The SFPD has arrested, cited, and released a driver for killing 78-year-old Isaak Berenzon as he crossed Sunset Boulevard at Yorba Street in the Outer Sunset Tuesday at about 11 a.m. This is the third known instance of the SFPD arresting a driver who killed a pedestrian, and wasn't drunk or fleeing the scene, since New Year's Eve. Previously, such drivers typically faced no legal penalties.
Jenny Ching, 71, was arrested on suspicion of misdemeanor vehicular manslaughter and cited for failure to yield to a pedestrian in a crosswalk, police told the SF Chronicle:
Berenzon was walking east across Sunset Boulevard at Yorba Street in or near a crosswalk just before 11 a.m. when Ching, traveling south, hit him with a Toyota Corolla, police said.
The road has three lanes in each direction, separated by a median. The crosswalk near where Berenzon was struck features warning lights that flash when a pedestrian hits a button to cross, but police have not said whether the lights were in use at the time of the crash.
Berenzon was pronounced dead at the scene. Ching and her two passengers were taken to a hospital with non-life-threatening injuries.
Berenzon's death was the latest in a string of pedestrian fatalities in San Francisco. Twenty-one pedestrians were killed in the city in 2013, and another was fatally struck Jan. 7.

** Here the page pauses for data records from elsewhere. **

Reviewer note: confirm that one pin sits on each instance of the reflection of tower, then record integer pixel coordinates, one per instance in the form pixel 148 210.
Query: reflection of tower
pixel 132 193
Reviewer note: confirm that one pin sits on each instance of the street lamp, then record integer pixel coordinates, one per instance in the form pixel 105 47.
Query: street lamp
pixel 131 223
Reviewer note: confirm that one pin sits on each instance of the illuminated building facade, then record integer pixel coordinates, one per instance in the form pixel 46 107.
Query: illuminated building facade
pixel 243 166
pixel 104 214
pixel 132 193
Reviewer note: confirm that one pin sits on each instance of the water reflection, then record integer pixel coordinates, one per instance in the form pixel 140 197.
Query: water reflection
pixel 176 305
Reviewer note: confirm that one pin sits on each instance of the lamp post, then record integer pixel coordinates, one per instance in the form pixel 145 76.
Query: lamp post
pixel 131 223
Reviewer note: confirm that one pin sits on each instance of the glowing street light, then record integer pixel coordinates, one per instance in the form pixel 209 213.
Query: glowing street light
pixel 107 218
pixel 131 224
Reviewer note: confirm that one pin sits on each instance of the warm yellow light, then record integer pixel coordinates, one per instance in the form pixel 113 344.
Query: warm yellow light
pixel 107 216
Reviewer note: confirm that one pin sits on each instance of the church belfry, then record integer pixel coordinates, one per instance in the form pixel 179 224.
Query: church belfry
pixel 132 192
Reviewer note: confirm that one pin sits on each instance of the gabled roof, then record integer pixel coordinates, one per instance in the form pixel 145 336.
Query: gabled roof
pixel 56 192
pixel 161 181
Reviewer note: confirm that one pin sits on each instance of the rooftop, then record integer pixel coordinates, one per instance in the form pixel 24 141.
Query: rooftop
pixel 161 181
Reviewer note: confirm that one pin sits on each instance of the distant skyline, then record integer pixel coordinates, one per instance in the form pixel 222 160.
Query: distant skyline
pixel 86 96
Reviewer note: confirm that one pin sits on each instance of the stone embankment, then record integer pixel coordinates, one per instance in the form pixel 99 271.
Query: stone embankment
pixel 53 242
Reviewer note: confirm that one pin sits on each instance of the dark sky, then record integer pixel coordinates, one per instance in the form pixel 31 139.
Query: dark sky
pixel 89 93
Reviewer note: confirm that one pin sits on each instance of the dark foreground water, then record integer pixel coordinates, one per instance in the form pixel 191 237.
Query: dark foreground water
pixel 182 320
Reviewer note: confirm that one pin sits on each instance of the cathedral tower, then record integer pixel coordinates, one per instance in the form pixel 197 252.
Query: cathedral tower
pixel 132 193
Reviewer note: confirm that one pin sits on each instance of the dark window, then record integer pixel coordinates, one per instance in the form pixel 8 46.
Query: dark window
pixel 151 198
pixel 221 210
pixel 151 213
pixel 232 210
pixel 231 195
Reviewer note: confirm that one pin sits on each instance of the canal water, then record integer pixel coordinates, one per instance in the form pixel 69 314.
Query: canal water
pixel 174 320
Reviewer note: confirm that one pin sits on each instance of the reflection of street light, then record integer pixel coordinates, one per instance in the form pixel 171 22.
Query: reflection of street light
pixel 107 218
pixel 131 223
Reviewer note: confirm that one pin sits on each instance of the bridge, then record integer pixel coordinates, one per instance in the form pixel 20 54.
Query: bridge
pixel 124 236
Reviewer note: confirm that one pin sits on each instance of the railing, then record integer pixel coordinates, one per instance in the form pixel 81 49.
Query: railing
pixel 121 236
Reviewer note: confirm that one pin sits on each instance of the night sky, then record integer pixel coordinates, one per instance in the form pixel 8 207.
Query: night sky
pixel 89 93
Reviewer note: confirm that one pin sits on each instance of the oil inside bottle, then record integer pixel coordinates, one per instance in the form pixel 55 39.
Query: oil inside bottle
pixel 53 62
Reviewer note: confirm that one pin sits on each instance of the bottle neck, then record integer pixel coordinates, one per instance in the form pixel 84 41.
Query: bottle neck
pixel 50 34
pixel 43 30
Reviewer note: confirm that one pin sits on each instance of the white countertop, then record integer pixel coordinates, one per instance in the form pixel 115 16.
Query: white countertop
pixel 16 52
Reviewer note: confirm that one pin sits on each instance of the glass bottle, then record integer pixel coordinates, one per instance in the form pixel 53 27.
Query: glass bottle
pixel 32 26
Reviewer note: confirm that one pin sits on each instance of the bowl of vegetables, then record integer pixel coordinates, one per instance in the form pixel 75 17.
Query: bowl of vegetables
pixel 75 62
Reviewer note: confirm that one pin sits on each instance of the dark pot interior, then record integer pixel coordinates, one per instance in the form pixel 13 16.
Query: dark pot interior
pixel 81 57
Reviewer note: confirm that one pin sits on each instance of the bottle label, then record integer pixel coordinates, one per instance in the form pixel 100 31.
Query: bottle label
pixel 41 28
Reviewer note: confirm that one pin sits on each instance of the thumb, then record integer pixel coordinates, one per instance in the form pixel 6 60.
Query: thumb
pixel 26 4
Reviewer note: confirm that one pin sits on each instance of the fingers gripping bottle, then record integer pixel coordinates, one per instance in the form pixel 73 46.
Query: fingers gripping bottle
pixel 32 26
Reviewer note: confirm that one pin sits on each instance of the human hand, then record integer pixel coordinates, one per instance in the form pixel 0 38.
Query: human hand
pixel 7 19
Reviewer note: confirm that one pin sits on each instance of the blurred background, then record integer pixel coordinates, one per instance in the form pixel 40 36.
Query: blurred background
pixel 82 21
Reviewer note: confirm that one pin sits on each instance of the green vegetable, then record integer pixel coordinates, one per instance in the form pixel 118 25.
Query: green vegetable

The district attorney's office filed a misdemeanor manslaughter charge in a recent case. Giampaolo Boschetti, 69, of San Francisco is awaiting trial for striking and killing 86-year-old Zhen Guang Ng of San Francisco in a crosswalk in the Crocker-Amazon neighborhood on New Year's Eve day.
Alex Bastian, a spokesman for the district attorney, said Ching's case had not been presented to prosecutors.
Walk SF Executive Director Nicole Schneider said the organization is "proud of SFPD's leadership in enforcing traffic laws, and telling the public that killing someone (even when behind the wheel of a vehicle) is a crime." Still, she said, "We're also disappointed to have lost yet another life to this notoriously dangerous street," and called upon city leaders to implement Vision Zero "and fix these known dangerous streets, until everyone from our children to our grandparents can walk without fear."
SFPD Chief Greg Suhr told CBS 5 the incident was a "horrible collision" and said "everybody needs to slow down, chill, take an extra second to get where you’re going and pay attention."